A friend of mine was walking down the street in Israel during the Second Intifada when a short distance ahead a Palestinian terrorist strapped with a bomb-belt blew himself up along with the random unfortunite people around him. He said that the only thing left of the terrorist was his bloody mangled head lying on the ground quite some distance from the scene. Apparently the head literally blows off of these wackjobs from the explosion around their waist.
 
He said that the only thing left of the terrorist was his bloody mangled head lying on the ground quite some distance from the scene. Apparently the head literally blows off of these wackjobs from the explosion around their waist.
I can confirm that. In many cases, the suicide bomber's head is left mostly intact, having simply popped off like a champagne cork. I wouldn't have believed it had I not seen the pictures ;)
 
Who was that guy firing the mortar? Any idea where this video came from? Somewhere that people speak arabic, fire mortars, and say "god is great" while they do it, wherever that is.

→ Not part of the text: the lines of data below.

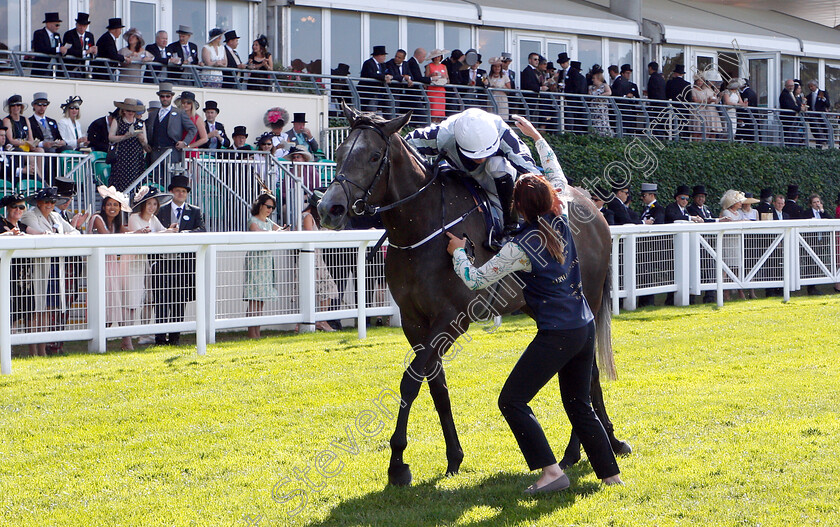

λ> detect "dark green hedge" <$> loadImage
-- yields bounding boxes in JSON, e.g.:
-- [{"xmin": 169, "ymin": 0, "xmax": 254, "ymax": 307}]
[{"xmin": 546, "ymin": 134, "xmax": 840, "ymax": 213}]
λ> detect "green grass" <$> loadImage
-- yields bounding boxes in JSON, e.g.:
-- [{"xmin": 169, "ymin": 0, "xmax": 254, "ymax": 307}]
[{"xmin": 0, "ymin": 297, "xmax": 840, "ymax": 526}]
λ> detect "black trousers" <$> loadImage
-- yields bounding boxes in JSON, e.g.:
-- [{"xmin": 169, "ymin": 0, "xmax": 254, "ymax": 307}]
[{"xmin": 499, "ymin": 322, "xmax": 619, "ymax": 479}]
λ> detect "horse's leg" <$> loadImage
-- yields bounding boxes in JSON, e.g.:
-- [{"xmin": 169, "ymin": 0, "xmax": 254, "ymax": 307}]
[{"xmin": 429, "ymin": 356, "xmax": 464, "ymax": 476}]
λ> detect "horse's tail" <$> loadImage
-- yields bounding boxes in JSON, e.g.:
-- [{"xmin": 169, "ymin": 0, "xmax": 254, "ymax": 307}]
[{"xmin": 595, "ymin": 273, "xmax": 618, "ymax": 381}]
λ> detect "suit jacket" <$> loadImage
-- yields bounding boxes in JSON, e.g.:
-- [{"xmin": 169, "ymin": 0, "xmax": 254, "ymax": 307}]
[
  {"xmin": 166, "ymin": 42, "xmax": 199, "ymax": 66},
  {"xmin": 96, "ymin": 31, "xmax": 125, "ymax": 63},
  {"xmin": 29, "ymin": 115, "xmax": 61, "ymax": 141},
  {"xmin": 406, "ymin": 57, "xmax": 432, "ymax": 84},
  {"xmin": 648, "ymin": 71, "xmax": 667, "ymax": 101},
  {"xmin": 32, "ymin": 27, "xmax": 61, "ymax": 55},
  {"xmin": 146, "ymin": 106, "xmax": 198, "ymax": 148},
  {"xmin": 361, "ymin": 57, "xmax": 388, "ymax": 85},
  {"xmin": 520, "ymin": 64, "xmax": 542, "ymax": 93},
  {"xmin": 642, "ymin": 201, "xmax": 665, "ymax": 225},
  {"xmin": 62, "ymin": 27, "xmax": 96, "ymax": 58},
  {"xmin": 802, "ymin": 207, "xmax": 834, "ymax": 220},
  {"xmin": 805, "ymin": 90, "xmax": 831, "ymax": 112},
  {"xmin": 665, "ymin": 203, "xmax": 691, "ymax": 223},
  {"xmin": 665, "ymin": 77, "xmax": 692, "ymax": 102},
  {"xmin": 202, "ymin": 121, "xmax": 231, "ymax": 148},
  {"xmin": 157, "ymin": 202, "xmax": 207, "ymax": 232}
]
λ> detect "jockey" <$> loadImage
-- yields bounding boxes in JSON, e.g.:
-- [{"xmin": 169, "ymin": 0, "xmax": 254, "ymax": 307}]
[{"xmin": 406, "ymin": 108, "xmax": 566, "ymax": 245}]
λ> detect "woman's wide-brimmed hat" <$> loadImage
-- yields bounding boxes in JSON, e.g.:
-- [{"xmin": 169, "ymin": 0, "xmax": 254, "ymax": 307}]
[
  {"xmin": 720, "ymin": 189, "xmax": 746, "ymax": 209},
  {"xmin": 114, "ymin": 97, "xmax": 146, "ymax": 113},
  {"xmin": 286, "ymin": 146, "xmax": 315, "ymax": 163},
  {"xmin": 131, "ymin": 185, "xmax": 172, "ymax": 212},
  {"xmin": 26, "ymin": 187, "xmax": 70, "ymax": 205},
  {"xmin": 429, "ymin": 48, "xmax": 449, "ymax": 60},
  {"xmin": 3, "ymin": 95, "xmax": 29, "ymax": 112},
  {"xmin": 96, "ymin": 185, "xmax": 131, "ymax": 212}
]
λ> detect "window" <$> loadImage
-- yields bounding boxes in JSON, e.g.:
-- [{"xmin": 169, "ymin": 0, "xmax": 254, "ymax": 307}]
[
  {"xmin": 405, "ymin": 18, "xmax": 437, "ymax": 57},
  {"xmin": 292, "ymin": 6, "xmax": 323, "ymax": 73},
  {"xmin": 578, "ymin": 38, "xmax": 606, "ymax": 72},
  {"xmin": 612, "ymin": 40, "xmax": 632, "ymax": 73},
  {"xmin": 365, "ymin": 15, "xmax": 400, "ymax": 62},
  {"xmin": 173, "ymin": 0, "xmax": 209, "ymax": 52},
  {"xmin": 332, "ymin": 10, "xmax": 360, "ymax": 75},
  {"xmin": 443, "ymin": 24, "xmax": 472, "ymax": 53},
  {"xmin": 478, "ymin": 27, "xmax": 502, "ymax": 58},
  {"xmin": 29, "ymin": 0, "xmax": 68, "ymax": 44},
  {"xmin": 661, "ymin": 46, "xmax": 685, "ymax": 79},
  {"xmin": 0, "ymin": 0, "xmax": 22, "ymax": 51},
  {"xmin": 216, "ymin": 0, "xmax": 251, "ymax": 51}
]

I'm wondering if the fact that he's praying while shooting means he reckons the thing might blow up.
 
Read a story about SOG, they had some bogus 7.62x39 dropped off, later found an NVA guy with an AK bolt carrier stuck in his head, whatever they put in the bogus ammo had enough balls to kaboom the rifle & pop the bolt carrier and recoil assembly clear out of the back of the rifle.
 
I've heard stories from 'Nam where soldiers would find an AK, take a round and pull the bullet. A slice of C4 would replace the poweder, the bullet be reinserted, the cartridge would be loaded some distance into the magazine (not he first round) and leave it lying around ;)
 
I'm wondering if the fact that he's praying while shooting means he reckons the thing might blow up.

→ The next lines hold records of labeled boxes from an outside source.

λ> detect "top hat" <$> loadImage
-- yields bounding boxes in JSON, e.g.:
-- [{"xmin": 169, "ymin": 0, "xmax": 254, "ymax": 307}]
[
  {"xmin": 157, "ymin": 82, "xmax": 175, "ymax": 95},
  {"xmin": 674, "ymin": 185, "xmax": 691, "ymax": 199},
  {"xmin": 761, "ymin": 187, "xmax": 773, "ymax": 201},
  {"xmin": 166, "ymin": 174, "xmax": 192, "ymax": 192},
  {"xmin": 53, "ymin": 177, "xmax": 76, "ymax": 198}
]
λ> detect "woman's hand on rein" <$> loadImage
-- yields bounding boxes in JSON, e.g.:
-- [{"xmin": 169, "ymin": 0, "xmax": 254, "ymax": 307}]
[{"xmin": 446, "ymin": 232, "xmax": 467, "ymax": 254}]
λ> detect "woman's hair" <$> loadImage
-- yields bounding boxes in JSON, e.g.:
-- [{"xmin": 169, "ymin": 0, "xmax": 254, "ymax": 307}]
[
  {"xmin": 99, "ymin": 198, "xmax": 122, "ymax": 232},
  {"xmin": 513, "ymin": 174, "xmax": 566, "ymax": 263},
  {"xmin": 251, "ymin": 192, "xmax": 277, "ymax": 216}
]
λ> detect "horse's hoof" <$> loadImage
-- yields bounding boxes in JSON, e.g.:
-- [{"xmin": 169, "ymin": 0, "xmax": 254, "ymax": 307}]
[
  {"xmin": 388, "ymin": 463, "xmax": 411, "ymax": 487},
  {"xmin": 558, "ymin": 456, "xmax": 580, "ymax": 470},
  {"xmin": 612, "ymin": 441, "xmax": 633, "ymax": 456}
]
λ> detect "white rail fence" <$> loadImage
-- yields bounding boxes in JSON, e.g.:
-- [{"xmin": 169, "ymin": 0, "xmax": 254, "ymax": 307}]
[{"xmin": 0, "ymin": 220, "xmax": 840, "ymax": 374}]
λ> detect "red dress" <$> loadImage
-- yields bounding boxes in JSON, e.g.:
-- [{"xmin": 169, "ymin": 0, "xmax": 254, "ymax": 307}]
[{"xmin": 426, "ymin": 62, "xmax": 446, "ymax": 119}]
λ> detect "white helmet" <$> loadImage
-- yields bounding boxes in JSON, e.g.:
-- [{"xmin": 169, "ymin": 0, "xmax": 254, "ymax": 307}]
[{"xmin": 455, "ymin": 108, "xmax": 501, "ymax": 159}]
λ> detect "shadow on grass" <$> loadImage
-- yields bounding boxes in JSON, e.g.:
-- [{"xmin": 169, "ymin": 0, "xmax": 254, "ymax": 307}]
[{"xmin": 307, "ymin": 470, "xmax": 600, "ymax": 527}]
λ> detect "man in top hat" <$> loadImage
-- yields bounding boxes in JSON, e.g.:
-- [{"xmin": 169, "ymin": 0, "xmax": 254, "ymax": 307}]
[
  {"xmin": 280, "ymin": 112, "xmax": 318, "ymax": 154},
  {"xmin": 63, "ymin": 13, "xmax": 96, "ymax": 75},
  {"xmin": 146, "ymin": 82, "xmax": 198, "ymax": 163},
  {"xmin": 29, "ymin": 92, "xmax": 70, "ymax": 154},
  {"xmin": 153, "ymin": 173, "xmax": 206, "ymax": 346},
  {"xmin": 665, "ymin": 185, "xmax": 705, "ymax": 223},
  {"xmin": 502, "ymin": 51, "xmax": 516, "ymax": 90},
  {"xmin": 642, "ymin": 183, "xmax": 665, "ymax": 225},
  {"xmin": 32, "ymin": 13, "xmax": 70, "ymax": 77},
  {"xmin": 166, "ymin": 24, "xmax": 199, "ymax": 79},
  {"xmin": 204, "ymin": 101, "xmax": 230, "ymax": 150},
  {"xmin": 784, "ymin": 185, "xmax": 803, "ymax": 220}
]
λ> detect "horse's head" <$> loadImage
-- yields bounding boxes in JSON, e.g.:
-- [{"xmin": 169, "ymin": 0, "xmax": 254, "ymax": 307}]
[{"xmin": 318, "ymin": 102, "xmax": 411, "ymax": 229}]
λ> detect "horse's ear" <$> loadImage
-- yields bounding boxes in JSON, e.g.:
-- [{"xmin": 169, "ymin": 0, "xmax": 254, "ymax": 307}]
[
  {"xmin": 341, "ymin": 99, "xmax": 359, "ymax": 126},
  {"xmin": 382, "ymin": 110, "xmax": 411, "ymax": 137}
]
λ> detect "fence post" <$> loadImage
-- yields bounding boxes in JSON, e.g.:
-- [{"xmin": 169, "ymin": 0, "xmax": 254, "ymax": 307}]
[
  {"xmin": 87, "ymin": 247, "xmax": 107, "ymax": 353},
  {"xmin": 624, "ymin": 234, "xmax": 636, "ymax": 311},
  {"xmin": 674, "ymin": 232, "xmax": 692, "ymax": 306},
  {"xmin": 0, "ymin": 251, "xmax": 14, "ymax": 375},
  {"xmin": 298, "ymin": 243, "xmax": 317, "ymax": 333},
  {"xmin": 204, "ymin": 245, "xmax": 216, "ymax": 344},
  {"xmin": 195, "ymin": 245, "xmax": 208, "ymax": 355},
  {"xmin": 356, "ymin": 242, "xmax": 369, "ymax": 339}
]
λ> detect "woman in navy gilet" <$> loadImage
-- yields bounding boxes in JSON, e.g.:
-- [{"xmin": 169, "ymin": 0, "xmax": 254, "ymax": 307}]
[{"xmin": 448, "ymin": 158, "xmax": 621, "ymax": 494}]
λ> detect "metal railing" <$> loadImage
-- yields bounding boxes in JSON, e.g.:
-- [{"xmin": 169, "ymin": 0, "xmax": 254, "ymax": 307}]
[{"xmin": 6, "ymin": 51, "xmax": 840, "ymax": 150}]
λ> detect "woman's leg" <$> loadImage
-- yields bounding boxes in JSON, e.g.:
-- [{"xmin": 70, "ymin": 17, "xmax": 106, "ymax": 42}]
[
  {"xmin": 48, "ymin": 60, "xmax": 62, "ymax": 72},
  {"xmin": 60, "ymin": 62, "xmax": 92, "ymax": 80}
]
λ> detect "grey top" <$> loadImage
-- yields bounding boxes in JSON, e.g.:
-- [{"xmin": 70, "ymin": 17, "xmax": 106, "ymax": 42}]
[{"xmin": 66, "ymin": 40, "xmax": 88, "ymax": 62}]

No, the chant is a common one, "Alluha Akbar" or God is Great. In the now famous footage of the American medic getting shot by snipers, they make the same chant. They were not fearful of being blown up by their rifle. The medic, of course, survived with no harm because of his hard armor.
 
I dont know if laughing at the death of someone is the appropriate thing to do. How does anyone know this man is an insurgent at all? Could he not be an ally of the US armed forces? Did anyone wonder where the video tape came from as I doubt an American GI shot the film?

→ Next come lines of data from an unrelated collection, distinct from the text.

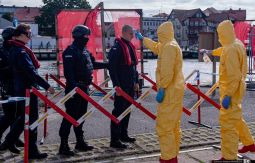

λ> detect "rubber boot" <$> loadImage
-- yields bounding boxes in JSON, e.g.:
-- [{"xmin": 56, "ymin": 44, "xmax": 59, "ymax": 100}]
[
  {"xmin": 59, "ymin": 139, "xmax": 74, "ymax": 156},
  {"xmin": 159, "ymin": 157, "xmax": 178, "ymax": 163},
  {"xmin": 75, "ymin": 136, "xmax": 94, "ymax": 152},
  {"xmin": 238, "ymin": 144, "xmax": 255, "ymax": 153}
]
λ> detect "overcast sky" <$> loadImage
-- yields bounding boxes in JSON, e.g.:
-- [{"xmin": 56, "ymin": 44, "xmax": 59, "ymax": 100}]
[{"xmin": 0, "ymin": 0, "xmax": 255, "ymax": 19}]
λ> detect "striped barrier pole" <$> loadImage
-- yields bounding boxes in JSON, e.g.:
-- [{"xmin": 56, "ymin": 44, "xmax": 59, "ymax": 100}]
[
  {"xmin": 115, "ymin": 87, "xmax": 156, "ymax": 120},
  {"xmin": 187, "ymin": 83, "xmax": 220, "ymax": 110},
  {"xmin": 75, "ymin": 88, "xmax": 120, "ymax": 124},
  {"xmin": 32, "ymin": 87, "xmax": 79, "ymax": 127},
  {"xmin": 50, "ymin": 74, "xmax": 114, "ymax": 100},
  {"xmin": 141, "ymin": 70, "xmax": 192, "ymax": 116},
  {"xmin": 89, "ymin": 78, "xmax": 110, "ymax": 95},
  {"xmin": 49, "ymin": 74, "xmax": 66, "ymax": 88},
  {"xmin": 40, "ymin": 74, "xmax": 49, "ymax": 144},
  {"xmin": 189, "ymin": 82, "xmax": 219, "ymax": 113},
  {"xmin": 117, "ymin": 87, "xmax": 153, "ymax": 121},
  {"xmin": 30, "ymin": 90, "xmax": 64, "ymax": 130},
  {"xmin": 77, "ymin": 89, "xmax": 115, "ymax": 124},
  {"xmin": 197, "ymin": 71, "xmax": 201, "ymax": 125},
  {"xmin": 24, "ymin": 89, "xmax": 30, "ymax": 163}
]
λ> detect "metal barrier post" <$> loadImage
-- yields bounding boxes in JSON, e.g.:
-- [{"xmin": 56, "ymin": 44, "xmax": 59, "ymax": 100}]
[
  {"xmin": 189, "ymin": 70, "xmax": 212, "ymax": 128},
  {"xmin": 24, "ymin": 89, "xmax": 30, "ymax": 163},
  {"xmin": 40, "ymin": 74, "xmax": 49, "ymax": 144}
]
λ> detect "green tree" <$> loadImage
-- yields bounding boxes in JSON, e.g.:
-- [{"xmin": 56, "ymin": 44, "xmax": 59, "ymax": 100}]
[
  {"xmin": 35, "ymin": 0, "xmax": 91, "ymax": 36},
  {"xmin": 2, "ymin": 12, "xmax": 13, "ymax": 22}
]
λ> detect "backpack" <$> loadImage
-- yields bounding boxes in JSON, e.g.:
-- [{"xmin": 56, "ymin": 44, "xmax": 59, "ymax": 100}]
[{"xmin": 0, "ymin": 47, "xmax": 13, "ymax": 98}]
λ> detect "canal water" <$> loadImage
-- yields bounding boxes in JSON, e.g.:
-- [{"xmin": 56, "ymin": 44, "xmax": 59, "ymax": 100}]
[{"xmin": 39, "ymin": 59, "xmax": 219, "ymax": 87}]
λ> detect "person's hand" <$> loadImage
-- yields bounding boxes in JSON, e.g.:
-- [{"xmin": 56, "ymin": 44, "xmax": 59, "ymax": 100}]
[
  {"xmin": 203, "ymin": 54, "xmax": 212, "ymax": 63},
  {"xmin": 134, "ymin": 83, "xmax": 139, "ymax": 91},
  {"xmin": 199, "ymin": 49, "xmax": 212, "ymax": 55},
  {"xmin": 47, "ymin": 86, "xmax": 55, "ymax": 94},
  {"xmin": 222, "ymin": 96, "xmax": 231, "ymax": 109},
  {"xmin": 156, "ymin": 88, "xmax": 165, "ymax": 103},
  {"xmin": 135, "ymin": 31, "xmax": 143, "ymax": 40}
]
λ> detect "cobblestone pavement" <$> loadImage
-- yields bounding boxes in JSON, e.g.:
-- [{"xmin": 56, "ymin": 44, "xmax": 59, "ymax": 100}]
[{"xmin": 0, "ymin": 122, "xmax": 255, "ymax": 163}]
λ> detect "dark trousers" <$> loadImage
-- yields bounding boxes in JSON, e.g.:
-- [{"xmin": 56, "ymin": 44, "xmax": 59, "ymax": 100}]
[
  {"xmin": 111, "ymin": 88, "xmax": 134, "ymax": 142},
  {"xmin": 5, "ymin": 93, "xmax": 38, "ymax": 152},
  {"xmin": 59, "ymin": 89, "xmax": 88, "ymax": 140},
  {"xmin": 0, "ymin": 101, "xmax": 22, "ymax": 139}
]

As a GOOD Christian I cant enjoy the death of another human being. Its just repulsive that so many people are that bloodthirsty.
 
Yeah

I've heard stories from 'Nam where soldiers would find an AK, take a round and pull the bullet. A slice of C4 would replace the poweder, the bullet be reinserted, the cartridge would be loaded some distance into the magazine (not he first round) and leave it lying around

Yeah, I've heard that one too. There's been some good threads on here addressing such folklore. Would be a good idea to find them and read them so as not to spread something that isn't true.
 
I've heard stories from 'Nam where soldiers would find an AK, take a round and pull the bullet. A slice of C4 would replace the poweder, the bullet be reinserted, the cartridge would be loaded some distance into the magazine (not he first round) and leave it lying around

C4 is not explosive in that manner. You could set C4 on fire and cook your C-Rats over it... Putting C4 in a round would likely not appreciably hurt the VC in the way said soldiers would have likely intended.